| name | eval-runner |
| description | Run eval fixtures against review agents and grade results. Use this after adding or modifying a review agent, to validate detection accuracy, or when the user says "run the evals", "test the agents", "check for regressions", or "how accurate is the agent". |
| argument-hint | [--agent <name>] [--fixture <name>] [--trials <n>] [--verbose] |
| user-invocable | true |
| allowed-tools | Read, Grep, Glob, Bash(readlink *, ls *, date *, mkdir *), Skill(review-agent *) |
Eval Runner
Role: orchestrator. This skill dispatches fixtures to agents and
grades results — it does not review code itself.
You have been invoked with the /eval-runner skill. Run review agents
against eval fixtures and grade the results.
Orchestrator constraints
- Do not review code yourself. Delegate all reviews to
/review-agent. Your job is dispatching and grading.
- Grade deterministically. Compare agent JSON output against
expected JSON using exact criteria (status match, count ranges,
keyword checks). Do not apply judgment.
- Minimize context per agent. Pass only the fixture file to the
agent — not the expected results, not other fixtures, not prior
transcripts.
- Track results. Save transcripts for saturation detection. Do
not modify fixtures or expected files.
- Be concise. Output the report table and failure details. No
narration of each fixture run — just the grades.
Parse Arguments
Arguments: $ARGUMENTS
--agent <name>: Run only the named agent
(e.g., js-fp-review)
--fixture <name>: Run only the named fixture
(e.g., fp-array-mutations.ts)
--trials <n>: Run each fixture N times (default: 1). Enables
pass@k scoring.
--verbose: Show full agent output for each fixture
- No arguments: run all agents against all applicable fixtures
Steps
1. Resolve eval corpus
Verify evals/fixtures/ exists in the plugin root. If not, error:
"Cannot find eval fixtures. Are you in the cab-killer plugin
directory?"
2. Load fixtures and expected results
Read all files from evals/fixtures/ and corresponding JSON from
evals/expected/.
For each fixture:
- Match the fixture stem (filename without extension) to its
expected JSON
- For directory fixtures (cs-*), the directory name is the stem
- Parse
applicableAgents to know which agents to run
If --agent is specified, filter to fixtures where that agent is in
applicableAgents.
If --fixture is specified, filter to that fixture only.
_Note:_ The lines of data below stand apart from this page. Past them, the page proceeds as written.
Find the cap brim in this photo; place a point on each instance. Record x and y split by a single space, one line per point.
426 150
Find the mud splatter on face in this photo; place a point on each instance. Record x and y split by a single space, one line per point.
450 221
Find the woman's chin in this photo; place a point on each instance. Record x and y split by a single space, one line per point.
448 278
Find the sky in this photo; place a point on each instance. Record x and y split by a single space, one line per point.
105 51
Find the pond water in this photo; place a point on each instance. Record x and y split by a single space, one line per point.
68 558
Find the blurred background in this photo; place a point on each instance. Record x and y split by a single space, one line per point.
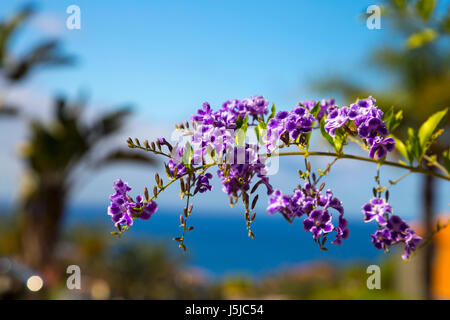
69 99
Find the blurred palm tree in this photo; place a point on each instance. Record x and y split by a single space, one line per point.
56 151
55 156
420 69
15 68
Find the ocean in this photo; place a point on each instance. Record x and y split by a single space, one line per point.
219 244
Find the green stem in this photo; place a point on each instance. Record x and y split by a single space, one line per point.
348 156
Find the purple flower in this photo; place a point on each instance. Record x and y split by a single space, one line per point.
380 146
382 239
122 208
149 210
396 231
376 209
318 222
203 183
121 187
342 231
279 203
336 119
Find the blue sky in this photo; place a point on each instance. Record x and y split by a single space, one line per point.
167 57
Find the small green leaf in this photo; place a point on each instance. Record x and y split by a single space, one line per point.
241 132
446 160
187 155
429 127
260 131
401 148
325 134
315 111
413 146
272 113
392 119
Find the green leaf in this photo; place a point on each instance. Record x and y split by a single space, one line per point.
425 8
260 131
326 135
445 24
392 119
188 154
401 148
272 113
446 160
315 111
241 131
339 139
413 146
429 127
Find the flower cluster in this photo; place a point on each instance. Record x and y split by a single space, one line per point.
392 230
309 201
213 133
286 125
123 210
218 138
367 119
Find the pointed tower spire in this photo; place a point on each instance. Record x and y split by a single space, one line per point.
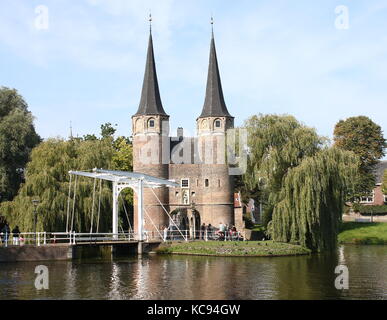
150 103
214 105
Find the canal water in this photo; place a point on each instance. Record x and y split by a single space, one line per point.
193 277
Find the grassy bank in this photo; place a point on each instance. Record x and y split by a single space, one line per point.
233 248
363 233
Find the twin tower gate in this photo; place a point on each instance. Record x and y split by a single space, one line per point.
122 180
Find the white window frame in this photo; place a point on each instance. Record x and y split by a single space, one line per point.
154 123
368 199
181 183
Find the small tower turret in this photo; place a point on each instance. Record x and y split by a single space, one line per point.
150 128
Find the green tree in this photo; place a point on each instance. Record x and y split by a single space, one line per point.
365 138
107 130
302 181
312 199
276 143
17 138
47 180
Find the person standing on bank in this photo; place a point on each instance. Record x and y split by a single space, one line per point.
202 231
6 232
15 236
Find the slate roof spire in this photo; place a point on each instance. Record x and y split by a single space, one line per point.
150 103
214 105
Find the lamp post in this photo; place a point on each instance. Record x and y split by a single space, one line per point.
35 203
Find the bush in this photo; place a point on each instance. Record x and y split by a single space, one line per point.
370 210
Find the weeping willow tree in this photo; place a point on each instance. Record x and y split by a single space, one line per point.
276 143
312 199
47 179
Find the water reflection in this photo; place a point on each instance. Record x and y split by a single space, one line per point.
189 277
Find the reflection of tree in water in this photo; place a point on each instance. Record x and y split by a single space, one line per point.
306 277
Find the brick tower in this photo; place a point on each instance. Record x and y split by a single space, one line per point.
150 128
212 124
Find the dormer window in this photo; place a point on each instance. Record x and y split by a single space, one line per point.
185 183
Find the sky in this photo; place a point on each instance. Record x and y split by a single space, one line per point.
82 62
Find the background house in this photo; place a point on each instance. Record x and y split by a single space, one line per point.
377 197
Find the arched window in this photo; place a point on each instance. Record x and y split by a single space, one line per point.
151 123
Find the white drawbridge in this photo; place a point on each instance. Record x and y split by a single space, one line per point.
122 180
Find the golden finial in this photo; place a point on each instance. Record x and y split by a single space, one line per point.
212 25
150 21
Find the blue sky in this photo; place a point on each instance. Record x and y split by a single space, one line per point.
274 56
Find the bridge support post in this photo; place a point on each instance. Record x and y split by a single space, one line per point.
140 211
115 210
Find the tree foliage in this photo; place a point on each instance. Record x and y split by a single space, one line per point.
365 138
276 143
17 138
302 182
312 199
47 180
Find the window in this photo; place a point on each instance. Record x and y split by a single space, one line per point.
185 183
368 199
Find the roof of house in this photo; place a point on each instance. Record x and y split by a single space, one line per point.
214 105
379 171
150 103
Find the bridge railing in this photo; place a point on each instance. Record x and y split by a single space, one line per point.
49 238
190 235
45 238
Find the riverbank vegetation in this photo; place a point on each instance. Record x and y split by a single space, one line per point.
233 248
363 233
302 181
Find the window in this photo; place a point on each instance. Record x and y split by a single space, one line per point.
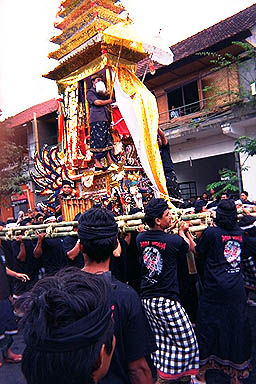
188 189
184 100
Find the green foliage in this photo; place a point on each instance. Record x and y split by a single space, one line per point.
245 144
227 60
227 183
13 165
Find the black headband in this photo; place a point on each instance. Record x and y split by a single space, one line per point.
96 233
223 212
156 208
84 332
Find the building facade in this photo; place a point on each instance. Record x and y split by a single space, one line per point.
203 111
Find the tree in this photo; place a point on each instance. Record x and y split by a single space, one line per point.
227 183
13 165
246 145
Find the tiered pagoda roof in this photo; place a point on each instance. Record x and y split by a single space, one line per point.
81 28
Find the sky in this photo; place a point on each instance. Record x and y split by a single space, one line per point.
26 27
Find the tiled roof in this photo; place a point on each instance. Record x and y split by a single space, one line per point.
21 118
211 36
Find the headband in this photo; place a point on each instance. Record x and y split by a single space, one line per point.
249 226
97 233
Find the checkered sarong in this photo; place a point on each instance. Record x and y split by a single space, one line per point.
177 354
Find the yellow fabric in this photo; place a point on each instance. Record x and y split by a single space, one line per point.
93 67
125 35
146 110
84 19
79 38
70 148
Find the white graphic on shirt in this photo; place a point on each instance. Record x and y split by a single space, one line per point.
232 253
153 262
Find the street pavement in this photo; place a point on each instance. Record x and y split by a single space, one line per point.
11 373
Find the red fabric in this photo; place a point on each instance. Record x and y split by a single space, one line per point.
60 120
119 123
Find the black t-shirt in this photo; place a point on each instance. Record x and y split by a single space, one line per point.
159 252
118 265
4 285
249 247
30 266
222 278
134 338
166 157
53 258
97 112
69 242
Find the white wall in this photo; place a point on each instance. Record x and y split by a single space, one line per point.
201 148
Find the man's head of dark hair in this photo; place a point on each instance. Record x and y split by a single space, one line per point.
98 231
153 210
57 304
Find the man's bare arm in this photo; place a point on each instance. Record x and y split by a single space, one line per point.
139 372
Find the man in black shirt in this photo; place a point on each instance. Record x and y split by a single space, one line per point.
50 252
100 137
98 233
177 355
8 325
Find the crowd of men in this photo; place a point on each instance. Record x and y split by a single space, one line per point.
112 308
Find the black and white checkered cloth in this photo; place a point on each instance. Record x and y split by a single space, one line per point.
249 272
177 354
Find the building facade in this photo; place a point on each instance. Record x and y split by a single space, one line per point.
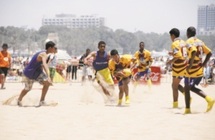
206 20
72 21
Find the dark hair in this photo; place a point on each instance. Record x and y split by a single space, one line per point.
87 49
101 42
4 45
50 44
191 31
175 32
113 52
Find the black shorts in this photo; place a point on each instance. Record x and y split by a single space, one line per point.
4 70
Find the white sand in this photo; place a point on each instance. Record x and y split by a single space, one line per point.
82 115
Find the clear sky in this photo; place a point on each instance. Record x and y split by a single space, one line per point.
157 16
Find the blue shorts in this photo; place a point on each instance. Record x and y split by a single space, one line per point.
142 73
192 81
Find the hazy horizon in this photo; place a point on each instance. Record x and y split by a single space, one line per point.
130 15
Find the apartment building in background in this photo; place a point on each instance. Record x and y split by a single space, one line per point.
73 21
206 20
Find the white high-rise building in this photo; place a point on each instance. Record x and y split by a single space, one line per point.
72 21
206 20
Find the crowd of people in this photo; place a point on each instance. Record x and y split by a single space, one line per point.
189 60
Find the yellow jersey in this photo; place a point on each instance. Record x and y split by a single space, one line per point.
123 65
5 59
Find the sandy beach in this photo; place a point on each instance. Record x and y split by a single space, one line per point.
82 115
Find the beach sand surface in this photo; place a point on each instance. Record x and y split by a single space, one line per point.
82 115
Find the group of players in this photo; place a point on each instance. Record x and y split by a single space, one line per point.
187 63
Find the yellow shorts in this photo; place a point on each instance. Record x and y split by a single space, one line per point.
106 76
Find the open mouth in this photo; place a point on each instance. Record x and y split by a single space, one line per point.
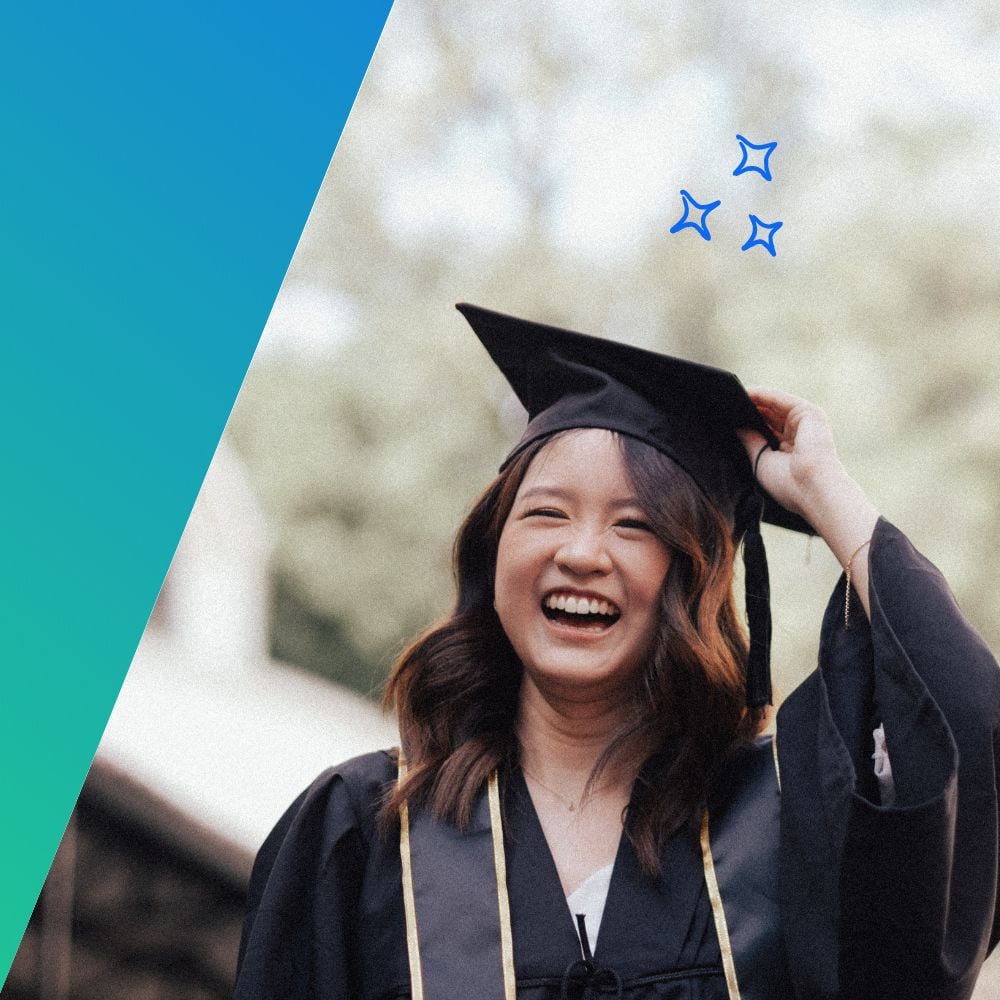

3. Run agents against fixtures
For each fixture/agent pair:
- Invoke
/review-agent <agent-name> with the fixture
file/directory as the target
- Parse the agent's JSON output to extract:
status, issues[],
summary
- If running multiple trials (
--trials), repeat and collect all
results
4. Grade each result
Compare agent output against expected JSON:
Status match:
- Agent status matches
expectedStatus → PASS
- Agent status is "skip" and fixture is not in
applicableAgents → PASS (correct skip)
- Mismatch → FAIL
Issue count:
issues.length within issueCount.min to
issueCount.max → PASS
- Outside range → FAIL
Severity counts:
- For each severity in expected
severities, count matching issues
- Count within
min to max → PASS
- Outside range → FAIL
Keyword checks:
- For each keyword in
mustMention: at least one issue message
contains keyword (case-insensitive) → PASS
- For each keyword in
mustNotMention: no issue message contains
keyword → PASS
- Violation → FAIL
Each check produces PASS/FAIL. Overall fixture grade: PASS only if
all checks pass.
5. Compute pass@k (multi-trial)
If --trials > 1:
- pass@1: fraction of fixtures that passed on the first trial
- pass@k: fraction of fixtures that passed on at least one of k
trials
- Consistency: fraction of fixtures with identical results across
all trials
6. Detect eval saturation
Track the last 3 runs in evals/transcripts/. If the last 3
consecutive runs for an agent produce identical grades, flag as
"saturated" — the expected ranges may need tightening.
7. Save transcript
Create evals/transcripts/<timestamp>-<agent>.json:
{
"timestamp": "2026-03-01T12:00:00Z",
"agent": "<name>",
"trials": 1,
"results": [
{
"fixture": "<name>",
"grade": "pass|fail",
"checks": {
"status": "pass|fail",
"issueCount": "pass|fail",
"severities": "pass|fail",
"mustMention": "pass|fail"
},
"agentOutput": { "status": "...", "issues": [], "summary": "..." }
}
],
"summary": {
"total": 0,
"passed": 0,
"failed": 0,
"passRate": "N%",
"passAtK": "N%",
"saturated": ["agent-name"]
}
}
8. Generate report
Save to evals/reports/<timestamp>-report.md and display:
# Eval Report — <timestamp>
## Summary
| Metric | Value |
| --- | --- |
| Fixtures | N |
| Passed | N |
| Failed | N |
| Pass rate | N% |
| Pass@k | N% (k=N) |
| Saturated | N agents |
## Results by Agent
| Agent | Fixtures | Passed | Failed | Rate |
| --- | --- | --- | --- | --- |
| js-fp-review | 6 | 5 | 1 | 83% |
| ... | | | | |
## Failures
| Fixture | Agent | Check | Expected | Got |
| --- | --- | --- | --- | --- |
| fp-array-mutations.ts | js-fp-review | issueCount | 4-8 | 2 |
| ... | | | | |
## Saturation Warnings
- js-fp-review: 3 identical runs — consider tightening ranges
9. Progress tracking
Copy and update this checklist:
- [ ] Toolkit root resolved
- [ ] Fixtures loaded
- [ ] Expected results loaded
- [ ] Agents executed
- [ ] Results graded
- [ ] Transcript saved
- [ ] Report generated